I decided to go with a prompt from the DailyPost today. The prompt:

“And they lived happily ever after.” Think about this line for a few minutes. Are you living happily ever after? If not, what will it take for you to get there?

Something my mom always used to say to me that annoyed me to no end as a teenager was that happiness was a choice. My teenager self couldn’t believe that despite all the craziness going on in my life that somehow I could still choose to be happy. Didn’t she know what I was going through? What so-and-so said? What so-and-so did? That I wasn’t this, or I wasn’t that? And so on, and so on.

I think I interpreted happiness as meaning “never feel sadness.” Or “bad things won’t happen to me.” It took me a long time to understand what she actually meant, and even longer to agree with it.

PERSPECTIVE

Something that helped open my eyes was perspective. That is what makes choosing to be happy, despite our circumstances, possible.

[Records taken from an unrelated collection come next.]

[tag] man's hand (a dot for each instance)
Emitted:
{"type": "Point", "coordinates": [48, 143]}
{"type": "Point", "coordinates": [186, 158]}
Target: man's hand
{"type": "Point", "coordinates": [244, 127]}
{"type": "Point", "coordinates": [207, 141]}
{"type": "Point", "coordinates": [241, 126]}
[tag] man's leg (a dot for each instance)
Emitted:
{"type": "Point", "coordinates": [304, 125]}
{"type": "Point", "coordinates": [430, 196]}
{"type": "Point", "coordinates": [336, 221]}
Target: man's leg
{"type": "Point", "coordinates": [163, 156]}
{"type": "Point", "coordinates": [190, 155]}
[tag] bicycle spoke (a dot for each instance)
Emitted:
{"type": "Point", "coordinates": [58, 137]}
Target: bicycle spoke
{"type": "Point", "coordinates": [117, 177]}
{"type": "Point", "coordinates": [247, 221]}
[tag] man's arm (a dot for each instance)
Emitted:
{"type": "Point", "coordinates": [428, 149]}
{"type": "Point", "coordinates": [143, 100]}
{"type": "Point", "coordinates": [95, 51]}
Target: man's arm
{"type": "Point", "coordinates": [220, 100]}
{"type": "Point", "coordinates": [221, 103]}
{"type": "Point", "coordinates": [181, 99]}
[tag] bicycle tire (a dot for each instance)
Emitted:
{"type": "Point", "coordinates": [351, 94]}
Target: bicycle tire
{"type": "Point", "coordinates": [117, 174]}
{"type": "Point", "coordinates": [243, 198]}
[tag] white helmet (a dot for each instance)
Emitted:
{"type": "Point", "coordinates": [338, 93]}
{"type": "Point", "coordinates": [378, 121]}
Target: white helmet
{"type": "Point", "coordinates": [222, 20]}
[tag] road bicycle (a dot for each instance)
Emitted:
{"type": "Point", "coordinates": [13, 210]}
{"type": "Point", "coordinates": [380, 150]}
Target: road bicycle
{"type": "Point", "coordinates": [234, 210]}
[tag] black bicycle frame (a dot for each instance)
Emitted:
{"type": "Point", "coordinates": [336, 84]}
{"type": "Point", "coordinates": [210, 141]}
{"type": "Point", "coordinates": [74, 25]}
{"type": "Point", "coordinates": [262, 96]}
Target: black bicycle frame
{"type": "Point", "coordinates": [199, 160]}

Sometimes I wish I could give my teenage self the perspective of where I was at that point. That high school ends. That there were so many awesome adventures ahead. That I’m strong enough to overcome any challenge. That’s why they say hindsight is 20/20.

One thing that helps me keep things in perspective is my belief in God. I realize there may be some of you out there who don’t believe in God, and that’s all right. I’m very a much a live-and-let-live person. But my belief helps me and gives me the perspective that hurts are temporary and shows me how to choose happiness rather than let life’s difficulties drag me down to misery.

viktor frankl

But you don’t have to take my word for it. Try the words of Holocaust survivor Viktor Frankl.

Everything can be taken from a man but one thing: the last of human freedoms – to choose one’s attitude in any given set of circumstances, to choose one’s own way.

I can’t imagine being locked in a concentration camp, wondering when it might be my turn for extermination. Yet Viktor still had this perspective. Can one really choose happiness in such terrible circumstances?